Australians pay about $2.8 billion a year in interest on their credit cards. We have outstanding debt
of
$31 billion and about two-thirds of that - $23.1 billion,
according to the
Reserve Bank - attracts interest.
Even if you assign a conservative annual interest rate of 12 per
cent to that debt, consumers hand over a whopping $2.8 billion in
interest.
At Christmas, our spending generally increases by about 15 per
cent, according to MWE Consulting principal Mike Ebstein.
"The spike in
spending on cards is not as great as
it used to be," he says. "But it still rises, and that rise at
Christmas is substantial."
Financial counsellor Jan Pentland, the chairwoman of the Australian Financial
Counselling and Credit Reform Association, says: "Credit cards are a problem
across all income groups. I've just seen a woman who earns in the region of $80,000;
she has four credit cards and two personal loans. A
crisis comes about because people aren't good at managing their money."

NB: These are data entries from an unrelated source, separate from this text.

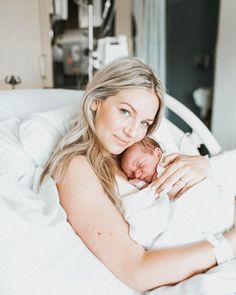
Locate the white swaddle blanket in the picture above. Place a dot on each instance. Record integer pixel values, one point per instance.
(155, 223)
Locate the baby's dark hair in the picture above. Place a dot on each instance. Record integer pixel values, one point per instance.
(150, 143)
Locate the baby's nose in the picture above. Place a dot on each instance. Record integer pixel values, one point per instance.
(138, 173)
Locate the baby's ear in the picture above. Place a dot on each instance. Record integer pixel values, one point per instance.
(158, 153)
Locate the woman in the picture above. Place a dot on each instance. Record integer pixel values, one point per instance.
(122, 104)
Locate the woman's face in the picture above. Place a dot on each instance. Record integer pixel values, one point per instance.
(123, 119)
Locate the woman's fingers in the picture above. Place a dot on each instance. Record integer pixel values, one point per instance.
(181, 173)
(167, 160)
(170, 176)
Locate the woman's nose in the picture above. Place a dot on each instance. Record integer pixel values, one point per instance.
(131, 130)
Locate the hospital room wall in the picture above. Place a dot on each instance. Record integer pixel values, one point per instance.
(224, 103)
(191, 31)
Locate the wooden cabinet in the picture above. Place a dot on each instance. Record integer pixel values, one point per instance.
(25, 49)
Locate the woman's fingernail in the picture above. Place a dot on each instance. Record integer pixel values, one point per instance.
(153, 188)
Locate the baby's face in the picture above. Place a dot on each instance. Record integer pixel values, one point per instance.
(141, 164)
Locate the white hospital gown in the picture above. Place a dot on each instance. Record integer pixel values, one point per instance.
(207, 207)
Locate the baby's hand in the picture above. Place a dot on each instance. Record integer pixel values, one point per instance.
(140, 184)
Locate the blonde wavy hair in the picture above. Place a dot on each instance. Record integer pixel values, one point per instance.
(122, 73)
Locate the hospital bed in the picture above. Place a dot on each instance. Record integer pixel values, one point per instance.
(40, 252)
(20, 103)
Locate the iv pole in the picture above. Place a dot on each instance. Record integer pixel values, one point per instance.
(90, 38)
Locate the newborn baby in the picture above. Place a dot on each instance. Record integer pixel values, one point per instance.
(140, 162)
(158, 222)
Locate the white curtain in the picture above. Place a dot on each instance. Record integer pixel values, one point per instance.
(150, 43)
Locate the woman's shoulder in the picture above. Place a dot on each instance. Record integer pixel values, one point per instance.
(79, 169)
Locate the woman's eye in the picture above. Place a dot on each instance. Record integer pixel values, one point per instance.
(145, 124)
(125, 112)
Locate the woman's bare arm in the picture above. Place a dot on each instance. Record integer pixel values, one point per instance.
(102, 228)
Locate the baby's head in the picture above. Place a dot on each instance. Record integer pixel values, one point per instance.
(141, 159)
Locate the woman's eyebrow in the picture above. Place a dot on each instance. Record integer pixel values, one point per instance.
(128, 104)
(134, 110)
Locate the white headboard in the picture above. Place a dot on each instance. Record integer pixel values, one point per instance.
(18, 103)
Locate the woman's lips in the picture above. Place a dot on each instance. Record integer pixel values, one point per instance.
(121, 141)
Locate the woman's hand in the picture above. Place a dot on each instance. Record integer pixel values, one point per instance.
(181, 173)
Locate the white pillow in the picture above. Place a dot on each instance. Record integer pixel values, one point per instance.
(13, 158)
(40, 132)
(164, 136)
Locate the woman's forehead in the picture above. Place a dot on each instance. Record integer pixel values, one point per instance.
(142, 100)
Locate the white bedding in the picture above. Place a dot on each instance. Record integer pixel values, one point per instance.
(156, 223)
(39, 252)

Pentland says middle and high-income earners are as vulnerable
as those with low incomes. "They get behind and then they get offered a higher
credit limit," she says. "Sometimes they think that, if the bank is offering
them more money,
the bank must think
they can afford to
pay it back. But if you keep spending, your debts quickly mount to
more than your earnings."
The average
Australian has an outstanding credit-card balance of $2592. Ebstein
says it takes on
average three months to clear that debt, although he adds that
Reserve Bank data shows consumers make a big effort to pay off
their cards in January after the December spree.
According to the
Reserve figures, spenders had slightly less debt on their cards in September compared
with August. Ebstein says September data also shows that more
purchases were made with debit rather than credit cards - a significant move in a
market that has been dominated by credit growth for a decade.
CommSec economist Craig James says consumers are paying more
attention to household debt and that's reflected in credit-card
balances. "House prices are no longer rising in most cities," he
says. "They are
going sideways at best. When your asset prices are not increasing
by 10 to 15 per cent a year you tend to watch your debt more
closely."
He adds that a 12-month spike in petrol prices has also curbed
discretionary spending. "People are keeping their cards under control because
the rise in petrol
prices is hitting their hip pocket."
Consumers are also watching more closely the interest rates they pay on credit cards. Ebstein says credit
cards are by far
and away our preferred choice when it comes to paying for goods and
services, but debit cards are also making a mark.
He says this reflects the fact the card market has changed
considerably.
"Cards are
generally more expensive and the loyalty programs are not as
good," he says. "Consumers know that."
Multimillionaire financier and chairman of home lending company
Wizard, Mark Bouris, says the card market is
polarising.
"People are extremely smart when it comes to a home loan," he
says. "You can't baffle them on interest rates. That's
starting to happen in the credit-card market. It will
happen more as people really start to compete."
Wizard has launched its Clear Advantage MasterCard, which has no
annual fees, up to 55-days interest free and a 12.4 per cent
interest rate.
But there are no
rewards. The card
currently offers six months of zero interest on balance transfers, but
cardholders will pay interest on new purchases. There are no fees for
withdrawals from ATMs.
It's a young person's card, Bouris says: "Young people are very
cynical about reward programs and the cost of them. They want a low rate."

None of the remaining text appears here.